Results: A total of 500 patients were included. Perioperative anaemia was observed in 75% of males and 52% of females. Fifty-one percent of patients received blood transfusions, with a median transfusion trigger point of 91 g/L [IQR 84-98 g/L] and a median 3 units transfused [IQR 2-4 units]. Seven percent received platelet transfusion (median trigger 77, IQR 15-146; median 4 units, IQR 2-8), and 6.5% received either fresh frozen plasma or pooled human plasma products. At discharge, the median haemoglobin level was 109 g/L in non-transfused patients and 114 g/L in transfused patients. If restrictive strategies had been applied, only 1.7% (n = 9) had required blood and 0.5% (n = 3) had a platelet transfusion.

Conclusion: Anaemia is common among patients undergoing gastric cancer surgery. We encourage clinicians to follow restrictive transfusion policies in gastric cancer patients as Hb levels seem to recover after gastric surgery without blood transfusions.
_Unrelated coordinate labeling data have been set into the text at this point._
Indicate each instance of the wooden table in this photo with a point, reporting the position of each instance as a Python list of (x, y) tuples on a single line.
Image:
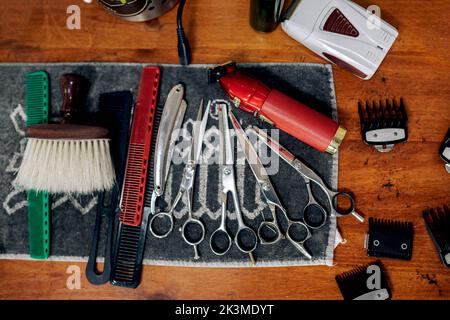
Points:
[(396, 185)]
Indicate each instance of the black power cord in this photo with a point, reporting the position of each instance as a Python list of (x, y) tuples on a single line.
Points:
[(184, 51)]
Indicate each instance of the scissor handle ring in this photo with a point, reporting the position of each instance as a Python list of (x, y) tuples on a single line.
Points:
[(308, 221), (184, 232), (159, 216), (241, 246), (345, 212), (302, 225), (272, 226), (216, 249)]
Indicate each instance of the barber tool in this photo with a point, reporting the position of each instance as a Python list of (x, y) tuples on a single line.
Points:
[(168, 131), (298, 232), (187, 184), (444, 151), (265, 14), (341, 32), (364, 283), (145, 10), (278, 109), (130, 240), (115, 113), (245, 239), (67, 157), (438, 225), (36, 107), (383, 126), (389, 238), (309, 176)]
术前贫血在胃癌患者中很常见。虽然已经引入了限制性血液制品输血策略,但其在标准实践中的使用情况并不为人所知。这项全国登记研究调查了围手术期血红蛋白和血小板水平,以及在胃癌手术中使用血液制品输注。方法:为完善和统一输血政策,芬兰红十字会血液服务中心开展了血液制品优化使用项目。该登记数据用于形成芬兰含70%血液制品输血的患者人群。仅包括接受胃癌手术的患者。结果:共纳入500例患者。围手术期贫血男性占75%,女性占52%。51%的患者接受输血,中位输血触发点为91 g/L,中位输血量为3单位。7%接受血小板输注,6.5%接受新鲜冷冻血浆或混合人血浆产品输注。出院时,未输血患者血红蛋白中位数为109 g/L,输血患者为114 g/L。如果采用限制性策略,只有1.7%的患者需要输血,0.5%的患者需要输血小板。结论:贫血在胃癌手术患者中较为常见。我们鼓励临床医生在胃癌患者中遵循限制性输血政策,因为hb水平似乎无需输血即可恢复。